I am just a newcomer to Knime, so excuse me if I am posting a question that already has an answer. I want to create a workflow that allows me to automatically detect topics from abstracts of a bunch of scientific abstracts retrieved from Scopus. What would you recommend? Thanks in advance!
We have an example of how to do topic detection here: https://www.knime.com/nodeguide/other-analytics-types/text-processing/topic-detection-lda
We also have a video explaining how to build such a workflow on our Youtube channel: https://www.youtube.com/watch?v=upAwDcw9ra4
Thank you so much for your answer, but it doesn’t help me. Suppose I want to preprocess a bunch of abstract that I got from SCOPUS database and I found a lot of meaningless words such as “Elsevier,” “Ltd,” “Mary Ann Liebert,” “Wiley,” “Taylor and Francis,” etc. How can I remove these specific words from the texts?

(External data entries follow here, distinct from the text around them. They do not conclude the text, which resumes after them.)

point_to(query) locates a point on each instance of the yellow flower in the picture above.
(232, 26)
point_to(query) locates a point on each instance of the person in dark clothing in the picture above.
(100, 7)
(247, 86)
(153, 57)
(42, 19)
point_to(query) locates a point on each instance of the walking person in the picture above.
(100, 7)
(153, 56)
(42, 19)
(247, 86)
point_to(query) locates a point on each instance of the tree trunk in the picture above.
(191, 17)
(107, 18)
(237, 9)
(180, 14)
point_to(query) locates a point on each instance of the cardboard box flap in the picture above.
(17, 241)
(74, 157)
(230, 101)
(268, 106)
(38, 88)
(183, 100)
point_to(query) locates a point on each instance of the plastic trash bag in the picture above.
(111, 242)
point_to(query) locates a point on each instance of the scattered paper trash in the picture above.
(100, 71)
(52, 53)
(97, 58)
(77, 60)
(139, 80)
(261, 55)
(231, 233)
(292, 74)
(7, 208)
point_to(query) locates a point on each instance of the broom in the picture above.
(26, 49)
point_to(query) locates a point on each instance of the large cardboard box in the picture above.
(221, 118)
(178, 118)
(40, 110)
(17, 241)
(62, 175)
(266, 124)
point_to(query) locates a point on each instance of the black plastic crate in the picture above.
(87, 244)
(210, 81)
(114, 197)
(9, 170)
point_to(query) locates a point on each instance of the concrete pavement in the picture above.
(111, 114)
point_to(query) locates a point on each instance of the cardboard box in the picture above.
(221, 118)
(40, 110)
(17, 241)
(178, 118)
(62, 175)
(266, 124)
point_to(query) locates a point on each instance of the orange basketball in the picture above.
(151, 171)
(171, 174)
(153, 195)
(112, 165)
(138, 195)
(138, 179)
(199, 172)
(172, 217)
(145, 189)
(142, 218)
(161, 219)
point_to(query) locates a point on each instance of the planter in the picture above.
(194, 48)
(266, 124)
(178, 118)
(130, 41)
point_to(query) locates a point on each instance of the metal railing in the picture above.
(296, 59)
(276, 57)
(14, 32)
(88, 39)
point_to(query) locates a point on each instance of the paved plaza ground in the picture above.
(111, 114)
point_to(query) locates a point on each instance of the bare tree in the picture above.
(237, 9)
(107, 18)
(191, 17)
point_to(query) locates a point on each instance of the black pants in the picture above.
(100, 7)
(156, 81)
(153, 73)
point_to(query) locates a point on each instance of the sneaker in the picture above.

I’d recommend creating a ‘stop word’ list - this list would include such terms which are really not adding any value to your topics. You can bring in your stop word list via the node ‘Stop Word Filter’. Ideally you should use stemmed stopwords where possible. The stop word list should be a .txt file. If your stop words are not global, you may want to create separate stop words for separate categories e.g. for medical articles, ‘medic’ may be a stopword, but this is not relevant for technological articles, etc.
You can also use the NE Tagger (OpenNLP and Stanford NLP) nodes to identify named entities, and then eliminate these entity tags (Tag Filter node) before doing your topic modelling.
Hope this helps?
You could remove such terms based on term frequency, the assumption being that given names in abstracts would not be frequent (e.g. TF = 1).
Naturally, stop word filtering is useful for removing frequent insignificant words. A custom stop word list would be useful for your specific task here above if such a list was easily obtained…
Just now realised that you want to actually perform topic detection. There is IMO no way past the KNIME text processing nodes.
Proper text processing such as removing punctuation, transform to lower case, stemming and removing stop words is recommended to separate the noise from the signal.